Bu da tam olarak 11 Eylül konseptiyle uyumluydu. Bir yandan içimize yerleşmiş teröristler, bizim gibi oldukları halde bize zarar vermek isteyenler hissine oynanıyor, öte yandan bugün teröristlik yapmasalar da yarın yapabilme potansiyellerine işaret ediliyordu. Ancak dizi ilerledikçe rollerin birbirine karıştığı, kimin haklı kimin haksız olduğunun bulanıklaştığı, işin içine kutsal metinlerin de girdiği ve asıl olarak “medeniyetler buluşması” temasının ağır bastığı bir anlatı çıkıyordu karşımıza.

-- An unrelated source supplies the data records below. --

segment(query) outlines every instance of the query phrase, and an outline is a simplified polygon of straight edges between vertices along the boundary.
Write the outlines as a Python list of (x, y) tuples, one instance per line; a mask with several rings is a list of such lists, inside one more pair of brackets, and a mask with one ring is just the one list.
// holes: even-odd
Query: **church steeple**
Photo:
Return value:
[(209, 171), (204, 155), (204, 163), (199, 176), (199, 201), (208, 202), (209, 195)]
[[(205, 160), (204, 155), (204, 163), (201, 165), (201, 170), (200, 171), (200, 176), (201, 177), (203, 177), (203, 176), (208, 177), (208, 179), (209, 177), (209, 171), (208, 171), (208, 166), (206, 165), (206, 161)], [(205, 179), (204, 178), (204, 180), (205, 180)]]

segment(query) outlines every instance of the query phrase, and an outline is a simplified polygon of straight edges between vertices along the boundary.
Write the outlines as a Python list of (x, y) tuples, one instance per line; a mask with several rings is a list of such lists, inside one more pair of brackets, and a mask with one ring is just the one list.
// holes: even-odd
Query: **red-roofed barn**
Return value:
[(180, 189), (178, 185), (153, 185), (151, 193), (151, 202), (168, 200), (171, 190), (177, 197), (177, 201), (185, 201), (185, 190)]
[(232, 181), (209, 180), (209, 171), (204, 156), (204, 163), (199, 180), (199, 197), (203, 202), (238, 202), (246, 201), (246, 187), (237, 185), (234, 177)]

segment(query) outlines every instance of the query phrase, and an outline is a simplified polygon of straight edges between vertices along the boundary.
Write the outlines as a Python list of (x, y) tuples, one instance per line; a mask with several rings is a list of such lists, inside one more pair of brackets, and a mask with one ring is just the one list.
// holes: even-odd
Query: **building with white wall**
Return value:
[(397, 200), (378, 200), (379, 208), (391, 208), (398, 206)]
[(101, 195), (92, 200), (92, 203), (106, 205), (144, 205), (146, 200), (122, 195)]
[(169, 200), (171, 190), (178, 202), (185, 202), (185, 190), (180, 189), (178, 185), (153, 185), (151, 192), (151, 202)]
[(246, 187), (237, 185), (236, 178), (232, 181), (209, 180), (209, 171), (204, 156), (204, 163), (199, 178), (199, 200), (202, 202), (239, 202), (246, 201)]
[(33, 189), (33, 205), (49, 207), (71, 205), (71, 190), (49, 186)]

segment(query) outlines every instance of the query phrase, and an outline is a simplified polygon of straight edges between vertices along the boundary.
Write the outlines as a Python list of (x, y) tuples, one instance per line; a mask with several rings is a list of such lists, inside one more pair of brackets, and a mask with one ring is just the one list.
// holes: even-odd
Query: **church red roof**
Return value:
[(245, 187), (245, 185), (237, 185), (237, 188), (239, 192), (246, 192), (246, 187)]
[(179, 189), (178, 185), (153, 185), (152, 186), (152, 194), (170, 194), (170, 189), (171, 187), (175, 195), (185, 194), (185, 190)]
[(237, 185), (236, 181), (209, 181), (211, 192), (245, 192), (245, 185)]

Şimdi aradan 15 yıldan fazla zaman geçtikten sonra “Battlestar Galactica”nın bu ikinci versiyonunu baştan sona tekrar izleyince yepyeni yorumlar yapmak mümkün. Yeni bir dünya umuduyla gemilere doluşmuş insanların bir tür “karantina” halinde yaşadıklarını düşündüğümüz; kapanma halinin insan ruhunda yarattığı tahribatın, bunun davranışlara yansıyan sonuçlarının kendisini gösterdiği bir seyir pekâlâ mümkün. Ayaklarını toprağa basmak, düzgün hava almak, ‘normal’ bir hayata geçmek için sabırla bekleyen ve yöneticilerine inanan insanların her defasında bu umutlarının kırılmasıyla bugün yaşadıklarımız arasında da garip benzerlikler var. “Belki Dünya burasıdır” diye heveslenilen her gezegenin tatmin edici olmaktan uzak kalması ve yeniden gemilere doluşup uzak diyarlara yol alınmasıyla, bir açılıp bir kapanan sosyal hayatımız arasında tuhaf bir his birliği var gibi geliyor diziyi izlerken.

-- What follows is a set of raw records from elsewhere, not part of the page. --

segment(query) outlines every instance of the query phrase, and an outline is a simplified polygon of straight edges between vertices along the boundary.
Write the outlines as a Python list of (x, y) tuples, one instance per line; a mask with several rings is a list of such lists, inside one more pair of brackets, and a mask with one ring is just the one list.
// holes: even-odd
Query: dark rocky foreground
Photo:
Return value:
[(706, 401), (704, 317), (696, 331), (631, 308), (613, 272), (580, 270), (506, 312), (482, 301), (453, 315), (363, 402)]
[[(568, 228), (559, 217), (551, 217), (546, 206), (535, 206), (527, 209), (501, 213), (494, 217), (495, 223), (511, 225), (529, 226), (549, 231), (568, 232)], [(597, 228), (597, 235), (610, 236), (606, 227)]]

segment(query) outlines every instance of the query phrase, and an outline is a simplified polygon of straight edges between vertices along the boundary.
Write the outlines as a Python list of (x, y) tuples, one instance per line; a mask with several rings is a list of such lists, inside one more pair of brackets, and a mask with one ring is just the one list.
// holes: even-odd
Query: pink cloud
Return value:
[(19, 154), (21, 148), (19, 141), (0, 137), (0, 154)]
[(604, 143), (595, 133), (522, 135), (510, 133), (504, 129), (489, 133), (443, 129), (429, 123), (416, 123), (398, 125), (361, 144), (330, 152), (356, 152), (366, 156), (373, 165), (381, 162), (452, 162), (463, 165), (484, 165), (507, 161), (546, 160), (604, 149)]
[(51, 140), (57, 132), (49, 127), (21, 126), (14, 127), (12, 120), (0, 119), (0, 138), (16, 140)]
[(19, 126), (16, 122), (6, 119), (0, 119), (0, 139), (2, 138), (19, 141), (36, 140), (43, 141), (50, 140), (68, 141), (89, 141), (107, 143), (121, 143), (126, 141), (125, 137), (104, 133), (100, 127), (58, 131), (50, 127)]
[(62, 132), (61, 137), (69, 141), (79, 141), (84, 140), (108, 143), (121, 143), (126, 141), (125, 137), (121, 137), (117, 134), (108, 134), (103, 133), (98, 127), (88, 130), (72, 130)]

Ama en çok, “Battlestar Galactica”daki iktidar oyunlarının ve hem seyirciyi hem de gemi personelini yoran gündem yoğunluğunu anmak gerekiyor belki. Darbe girişimlerinden, şarlatanların iktidara kadar yükselmesine, din istismarcıları ve bilimdışı görüleri olduğunu iddia edenlerin etkinliğine kadar karakterler/hikâyeler girip çıkıyor anlatının içine. Boşlukta kaybolma hissinin, geleceğin belirsizliğinin, iç/dış düşman tehdidinin halkın gözünde kimleri umut haline getirdiğini görmek çok tanıdık.

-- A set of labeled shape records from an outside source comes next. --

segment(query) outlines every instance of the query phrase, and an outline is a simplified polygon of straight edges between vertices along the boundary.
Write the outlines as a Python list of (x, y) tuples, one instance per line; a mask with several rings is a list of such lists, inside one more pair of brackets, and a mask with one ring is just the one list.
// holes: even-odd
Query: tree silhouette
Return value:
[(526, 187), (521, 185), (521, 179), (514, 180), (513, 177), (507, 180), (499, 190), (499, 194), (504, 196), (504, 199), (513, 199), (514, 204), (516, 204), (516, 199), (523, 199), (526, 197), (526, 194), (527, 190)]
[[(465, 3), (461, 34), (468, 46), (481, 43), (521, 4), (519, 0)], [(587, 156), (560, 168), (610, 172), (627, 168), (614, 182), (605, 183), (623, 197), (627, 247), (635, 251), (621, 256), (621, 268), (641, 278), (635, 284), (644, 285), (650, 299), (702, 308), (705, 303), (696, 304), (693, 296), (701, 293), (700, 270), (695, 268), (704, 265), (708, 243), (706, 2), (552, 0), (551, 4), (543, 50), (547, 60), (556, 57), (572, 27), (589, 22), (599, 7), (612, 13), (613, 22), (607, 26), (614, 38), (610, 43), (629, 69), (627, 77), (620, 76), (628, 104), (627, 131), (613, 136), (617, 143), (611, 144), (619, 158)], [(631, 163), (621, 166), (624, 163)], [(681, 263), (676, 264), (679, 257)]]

İnsanlığın bir prototipi olarak Galactica ve onunla birlikte hareket eden sivil filonun hikâyesine bakınca, ‘olağanüstü hallerin’ suiistimalinin ne kadar da olağan hale geldiğini hayretle görmek şaşırtıcı hale geliyor. 15 yıl önce hikâyenin dramatik unsuru olarak gördüğümüz ayrıntılar, fazla bulduğumuz kimi gelişmeler bugün yepyeni bir yorumla kendisine anlam katıyor. Demokrasi, hukuk ve adaletin her biri iktidar mücadelesine dönüşen ve birbiri ardı sıra gelen gündemler arasında nasıl da birer temenniye dönüştüğüne dair yepyeni bir resim çıkıyor ortaya.
Kimi zaman sarkan ve yirmi bölümü bulan sezonlarının olması, kimi zaman fazlaca space opera tadı vermesi gibi sıkıntıları olsa da “Battlestar Galactica” insanlığa dair geniş zamanlı sözler söylemekte hala oldukça mahir belli ki. Hiç izlememiş olanlar için sabrederlerse çok özel bir seyir deneyimi olacağını söylemeden geçmeyelim. Yıllar önce izleyenler arasında “izleyecek bir şey yok” diye düşünenler için yeni bir bakış, yeni bir yorum fırsatı olabilir.